Completely different ideas are needed like anti-gravity or using springs to get us into orbit.
We have lost 50 years of innovation.
Oh, that is priceless! Springs to put things into orbit?
As for "anti-gravity". well, until someone changes the Laws of Physics, that isn't going to happen, so you can read "never" for that one.
As for losing 50 years of innovation, well that really is a preposterous statement. Since 1969 we have had...
1971 - Mariner 9 first spacecraft to orbit another planet, Mars, mapping the entire surface.
1972 - Pioneer 10 mission to Jupiter
1973 - Pioneer 11 mission to Jupiter & Saturn, Skylab launched
1974 - Mariner 10 dual-planet mission to Venus and Mercury.
1975 - Apollo 18 - Soyuz 19; the handshake in orbit
1976 - Vikings 1 and 2 on Mars.

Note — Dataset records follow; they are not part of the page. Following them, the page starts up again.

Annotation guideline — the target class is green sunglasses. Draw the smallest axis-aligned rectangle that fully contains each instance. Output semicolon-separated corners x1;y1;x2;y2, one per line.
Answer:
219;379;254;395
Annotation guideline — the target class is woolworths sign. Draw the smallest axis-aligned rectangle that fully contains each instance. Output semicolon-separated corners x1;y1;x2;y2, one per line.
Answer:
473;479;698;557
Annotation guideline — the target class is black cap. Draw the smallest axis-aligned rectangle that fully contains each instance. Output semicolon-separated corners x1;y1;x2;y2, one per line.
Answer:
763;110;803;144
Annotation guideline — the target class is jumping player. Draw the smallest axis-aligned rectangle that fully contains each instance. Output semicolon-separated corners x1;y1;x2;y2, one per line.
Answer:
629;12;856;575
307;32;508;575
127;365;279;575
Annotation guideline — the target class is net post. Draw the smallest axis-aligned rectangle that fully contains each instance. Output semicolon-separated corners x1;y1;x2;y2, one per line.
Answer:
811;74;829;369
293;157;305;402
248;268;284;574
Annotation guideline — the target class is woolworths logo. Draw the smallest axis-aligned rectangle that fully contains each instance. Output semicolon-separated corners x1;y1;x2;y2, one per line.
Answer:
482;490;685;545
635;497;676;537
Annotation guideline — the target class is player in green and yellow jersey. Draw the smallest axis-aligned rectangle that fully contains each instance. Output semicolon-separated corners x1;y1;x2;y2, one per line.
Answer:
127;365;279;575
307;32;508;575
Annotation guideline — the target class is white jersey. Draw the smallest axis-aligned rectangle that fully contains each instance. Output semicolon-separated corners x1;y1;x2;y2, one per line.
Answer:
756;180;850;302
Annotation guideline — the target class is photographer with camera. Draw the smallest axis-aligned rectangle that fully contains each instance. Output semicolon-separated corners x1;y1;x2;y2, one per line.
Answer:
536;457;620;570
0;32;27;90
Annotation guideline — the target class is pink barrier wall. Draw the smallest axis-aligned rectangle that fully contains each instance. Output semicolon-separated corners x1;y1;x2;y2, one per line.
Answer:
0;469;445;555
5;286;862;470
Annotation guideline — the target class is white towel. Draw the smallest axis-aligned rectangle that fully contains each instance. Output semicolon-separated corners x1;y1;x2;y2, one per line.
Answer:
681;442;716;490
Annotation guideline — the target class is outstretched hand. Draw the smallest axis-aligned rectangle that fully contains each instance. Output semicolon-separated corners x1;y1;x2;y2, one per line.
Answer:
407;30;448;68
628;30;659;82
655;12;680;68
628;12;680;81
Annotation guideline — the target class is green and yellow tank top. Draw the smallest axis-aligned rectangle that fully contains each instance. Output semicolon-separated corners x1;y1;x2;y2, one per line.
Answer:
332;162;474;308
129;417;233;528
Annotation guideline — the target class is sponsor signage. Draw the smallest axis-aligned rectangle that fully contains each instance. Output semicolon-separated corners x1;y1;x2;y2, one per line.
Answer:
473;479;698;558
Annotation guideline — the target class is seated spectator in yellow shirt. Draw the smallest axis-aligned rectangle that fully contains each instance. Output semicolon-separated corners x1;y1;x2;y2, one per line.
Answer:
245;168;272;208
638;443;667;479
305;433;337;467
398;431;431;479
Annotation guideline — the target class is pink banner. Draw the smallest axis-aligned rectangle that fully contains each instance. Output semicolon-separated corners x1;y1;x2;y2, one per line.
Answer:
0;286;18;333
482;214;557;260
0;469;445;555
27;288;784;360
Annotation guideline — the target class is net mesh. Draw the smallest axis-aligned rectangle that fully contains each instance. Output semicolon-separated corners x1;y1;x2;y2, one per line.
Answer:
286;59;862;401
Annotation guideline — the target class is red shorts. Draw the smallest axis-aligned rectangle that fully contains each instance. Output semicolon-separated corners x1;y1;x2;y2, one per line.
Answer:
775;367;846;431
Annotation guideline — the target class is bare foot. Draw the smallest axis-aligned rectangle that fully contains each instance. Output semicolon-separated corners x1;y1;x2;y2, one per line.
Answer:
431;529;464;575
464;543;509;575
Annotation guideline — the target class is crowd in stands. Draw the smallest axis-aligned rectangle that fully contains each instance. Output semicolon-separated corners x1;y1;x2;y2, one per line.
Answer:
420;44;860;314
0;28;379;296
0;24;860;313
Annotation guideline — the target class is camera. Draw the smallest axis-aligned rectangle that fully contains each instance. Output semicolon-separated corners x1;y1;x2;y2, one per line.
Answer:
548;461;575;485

First soft landing on another planet
1977 - Voyager 1 & 2 on the "grand tour" mission to the gas giant planets
1978 - The Einstein Observatory (HEAO) an X-Ray imaging orbital observatory
1981 - First launch of the Space Shuttle
1989 - Galileo spacecraft mission to Venus, Minor planet Ida and Jupiter's moons. First launch of an interplanetary probe from Shuttle orbit.

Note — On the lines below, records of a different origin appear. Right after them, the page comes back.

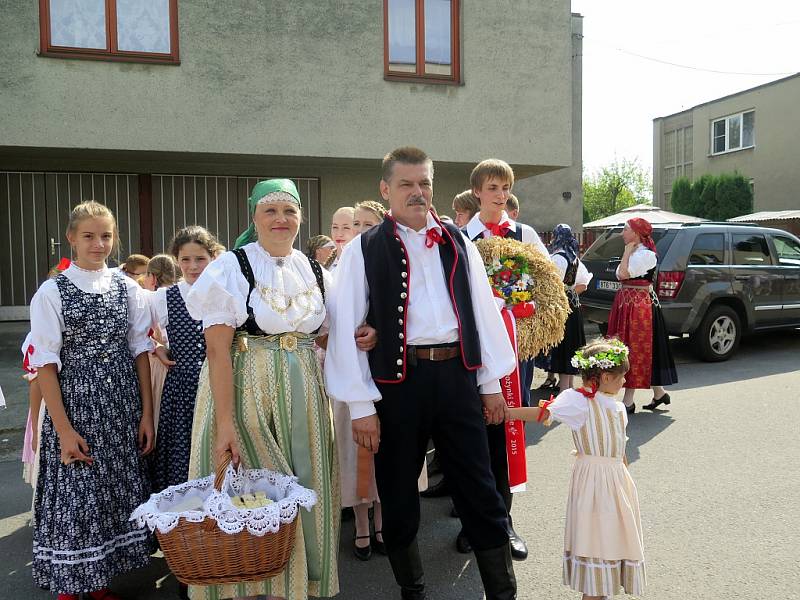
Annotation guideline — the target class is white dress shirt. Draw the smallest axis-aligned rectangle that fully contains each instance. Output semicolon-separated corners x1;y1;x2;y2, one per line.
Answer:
617;244;658;279
30;263;153;371
325;214;516;419
467;211;550;258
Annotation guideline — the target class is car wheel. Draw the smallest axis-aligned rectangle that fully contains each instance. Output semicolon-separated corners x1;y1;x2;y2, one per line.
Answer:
692;305;742;362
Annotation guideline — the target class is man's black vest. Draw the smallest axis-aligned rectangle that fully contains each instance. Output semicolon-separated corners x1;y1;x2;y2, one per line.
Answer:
361;216;481;383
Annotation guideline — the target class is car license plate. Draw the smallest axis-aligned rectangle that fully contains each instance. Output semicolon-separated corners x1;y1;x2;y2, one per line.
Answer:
597;280;622;292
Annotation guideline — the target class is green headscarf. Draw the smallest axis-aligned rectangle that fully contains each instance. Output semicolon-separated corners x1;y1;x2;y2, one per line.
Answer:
234;179;302;248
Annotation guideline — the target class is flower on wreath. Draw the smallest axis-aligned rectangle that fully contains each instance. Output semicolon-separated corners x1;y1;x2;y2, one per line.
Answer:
475;236;570;360
570;339;629;371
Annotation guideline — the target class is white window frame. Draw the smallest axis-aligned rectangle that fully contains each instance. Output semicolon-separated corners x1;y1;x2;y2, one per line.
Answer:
709;109;756;156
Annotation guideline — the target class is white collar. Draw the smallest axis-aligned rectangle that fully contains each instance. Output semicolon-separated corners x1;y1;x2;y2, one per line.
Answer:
389;211;442;235
467;211;517;240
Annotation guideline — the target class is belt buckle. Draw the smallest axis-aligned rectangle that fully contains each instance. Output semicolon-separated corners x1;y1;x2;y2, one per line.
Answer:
280;334;297;352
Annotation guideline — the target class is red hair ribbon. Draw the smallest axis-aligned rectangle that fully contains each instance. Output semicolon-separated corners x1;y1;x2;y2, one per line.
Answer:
22;344;36;374
628;217;656;252
536;394;555;426
511;302;536;319
425;228;444;248
486;221;511;237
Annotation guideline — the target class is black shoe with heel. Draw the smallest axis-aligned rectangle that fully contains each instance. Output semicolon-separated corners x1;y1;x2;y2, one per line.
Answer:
642;393;671;410
370;529;386;556
353;535;372;561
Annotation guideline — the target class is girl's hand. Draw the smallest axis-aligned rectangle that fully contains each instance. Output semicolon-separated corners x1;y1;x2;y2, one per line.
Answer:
355;323;378;352
153;345;176;369
214;422;240;467
138;416;156;456
58;428;94;465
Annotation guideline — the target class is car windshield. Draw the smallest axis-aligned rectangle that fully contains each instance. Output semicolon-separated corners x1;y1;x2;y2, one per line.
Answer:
581;229;666;261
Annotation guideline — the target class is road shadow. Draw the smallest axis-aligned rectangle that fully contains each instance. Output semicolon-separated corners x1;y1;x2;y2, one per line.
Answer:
336;497;484;600
625;410;675;464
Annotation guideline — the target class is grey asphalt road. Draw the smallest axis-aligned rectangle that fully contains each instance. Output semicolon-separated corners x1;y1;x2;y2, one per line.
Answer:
0;332;800;600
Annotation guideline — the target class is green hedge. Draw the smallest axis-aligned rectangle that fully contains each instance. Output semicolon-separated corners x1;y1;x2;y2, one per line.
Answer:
670;173;753;221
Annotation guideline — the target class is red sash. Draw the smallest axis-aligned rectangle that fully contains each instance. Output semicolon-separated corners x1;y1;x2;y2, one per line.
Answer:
500;309;528;490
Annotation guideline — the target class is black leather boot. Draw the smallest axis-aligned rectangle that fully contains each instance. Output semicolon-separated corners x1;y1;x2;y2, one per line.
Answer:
474;544;517;600
386;538;427;600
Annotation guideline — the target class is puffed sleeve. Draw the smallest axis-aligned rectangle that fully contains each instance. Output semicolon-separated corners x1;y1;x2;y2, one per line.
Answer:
617;246;658;278
517;223;550;258
124;277;154;358
464;238;517;394
575;260;594;285
30;280;64;371
325;238;381;419
186;252;249;329
22;331;38;381
547;389;589;431
550;254;569;279
150;287;169;330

1990 - Pegasus rocket is deployed from a B-52 bomber, and launched the Pegsat satellite. First satellite launched from an aircraft.
1990 - Hubble Space Telescope launch
1990 - Magellen spacecraft to Venus. Radar mapping of surface
1992 - Spacecraft Ulysses flies around Jupiter, on its way to the sun. (joint venture of NASA and the European Space Agency (ESA)
1996 - Near-Earth Asteroid Rendezvous (NEAR) spacecraft launched
1997 - Mars Pathfinder becomes the first probe to successfully land on Mars including a separate roving robot probe (Sojourner)
1997 - Mars Global Surveyor arrives at Mars and begins the process of adjusting its highly elliptical orbit into a circular one using aerobraking
1997 - launch of the double probe Cassini/Huygens to Saturn.
1998 - Lunar Prospector is the first NASA mission to the Moon in 25 years
1998 - Space Technology EXperiment (STEX) satellite tests 29 new spacecraft designs, including a four-mile-long tether, advanced solar panels, and an ion engine test.
1998 - Deep Space 1, a technology test spacecraft evaluating 12 spacecraft designs. First use of an ion engine to leave orbit for and rendezvous with asteroid Braille.
1998 - Launch and Construction of the International Space Station begins
1999 - Stardust lifts off for a rendezvous with the Comet Wild-2
2001 - Mars Odyssey probe is launched to study Martian weather
2004 - Spirit & Opportunity
2004 - Cassini-Huygens orbits Saturn
2005 - Cassini-Huygens - soft landing on Titan
2009 - Kepler Mission is launched, first space telescope designated to search for Earth-like exoplanets
2011 - Messenger spacecraft orbits Mercury
2011 - Dawn spacecraft orbits the minor planet Vesta
2012 - Nuclear-powered NASA rover successfully lands on Mars to seek clues to past Martian life.
The last 40+ years has been nothing BUT innovation and exciting new missions into space. Ion engines, new launch systems, a return to the Moon & Mars. Not even listed above are the efforts of agencies other than NASA. They include a sample return mission to an asteroid (Japan), a huge Orbital Radio Telescope (Russia), an Ultraviolet to gamma ray spectrum orbital observatory (Russia, France, Denmark and Bulgaria), and numerous missions to Venus and Mars by the Russians.